Search code examples
sasfuzzy-searchproc-sql

Fuzzy match in proc sql, select minimum distance


I have a list with some fuzzy variables and a list with some clean variables. I want to want to (fuzzy) match both of them where the compged distance is lowest and some rules regarding their edit distances are satisfied (f.ex. compged < 100 and spedis < 50). I tried the following code

proc sql noprint;
create table out as
select min(compged(fuzzy.fuzzy_title,clean.cleaned_title,100)) 
as comp,
fuzzy.fuzzy_title, clean.cleaned_title
from fuzzy inner join clean
on (compged(fuzzy.fuzzy_title,clean.cleaned_title,100) < 100 and 
spedis(clean.cleaned_title,fuzzy.fuzzy_title) < 50);
quit;

The datasets fuzzy and clean basically just contain the titles that I want to match. The code I use just gives me the minimum compged score of the whole dataset and then some arbitrary match where my condition regarding the distances are satisfied. Is there a way to choose exactly the clean_title with the minimum compged score for a given fuzzy_title?

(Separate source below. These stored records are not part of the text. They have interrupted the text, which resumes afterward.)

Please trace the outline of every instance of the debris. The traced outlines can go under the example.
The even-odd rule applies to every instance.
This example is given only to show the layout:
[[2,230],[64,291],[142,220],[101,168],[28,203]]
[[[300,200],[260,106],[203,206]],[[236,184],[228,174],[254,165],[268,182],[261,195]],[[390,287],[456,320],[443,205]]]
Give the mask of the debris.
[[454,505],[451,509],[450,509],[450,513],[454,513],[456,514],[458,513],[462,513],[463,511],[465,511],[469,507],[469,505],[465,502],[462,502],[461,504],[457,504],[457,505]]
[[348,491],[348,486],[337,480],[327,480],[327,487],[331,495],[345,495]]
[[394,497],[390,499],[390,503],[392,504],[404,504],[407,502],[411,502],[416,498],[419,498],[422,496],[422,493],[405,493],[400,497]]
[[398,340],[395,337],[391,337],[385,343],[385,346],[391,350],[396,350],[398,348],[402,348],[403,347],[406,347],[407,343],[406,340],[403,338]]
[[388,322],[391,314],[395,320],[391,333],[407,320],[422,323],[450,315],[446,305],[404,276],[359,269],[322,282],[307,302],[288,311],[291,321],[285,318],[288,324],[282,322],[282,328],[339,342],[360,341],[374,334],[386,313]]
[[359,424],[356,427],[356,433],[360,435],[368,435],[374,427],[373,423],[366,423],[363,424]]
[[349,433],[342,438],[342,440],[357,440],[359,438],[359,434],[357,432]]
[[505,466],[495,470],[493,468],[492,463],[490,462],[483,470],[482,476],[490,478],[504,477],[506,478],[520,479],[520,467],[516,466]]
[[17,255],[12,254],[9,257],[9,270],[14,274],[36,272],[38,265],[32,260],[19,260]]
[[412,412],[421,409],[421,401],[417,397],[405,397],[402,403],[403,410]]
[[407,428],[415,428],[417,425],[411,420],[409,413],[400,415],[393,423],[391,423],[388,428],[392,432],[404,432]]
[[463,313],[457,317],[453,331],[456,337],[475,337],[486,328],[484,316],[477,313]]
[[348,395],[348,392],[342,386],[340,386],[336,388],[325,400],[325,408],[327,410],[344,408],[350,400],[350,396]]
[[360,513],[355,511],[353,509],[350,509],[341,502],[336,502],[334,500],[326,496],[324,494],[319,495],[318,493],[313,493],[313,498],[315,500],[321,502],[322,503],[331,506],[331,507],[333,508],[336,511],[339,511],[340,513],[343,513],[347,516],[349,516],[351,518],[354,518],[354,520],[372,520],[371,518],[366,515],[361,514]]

I might have searched wrong, but I couldn't find the answer to this.


Solution

  • I think you are looking for group by + having:

       proc sql;
        create table out as
        select 
             compged(fuzzy.fuzzy_title,clean.cleaned_title,100)as comp
            ,fuzzy.fuzzy_title
            ,clean.cleaned_title
        from fuzzy inner join clean
            on (compged(fuzzy.fuzzy_title,clean.cleaned_title,100) < 100 
            and spedis(clean.cleaned_title,fuzzy.fuzzy_title) < 50)
        group by fuzzy.fuzzy_title
        having calculated comp = min(compged(fuzzy.fuzzy_title,clean.cleaned_title,100))
        ;quit;
    

    If there are more fuzzy_title + cleaned_title pairs having the same comp value, all of them will be in the output. You can select only one of them in a single query. However, I think it's easier to keep those steps separated and select one row for each fuzzy_title in another query (e.g. using first data step variable).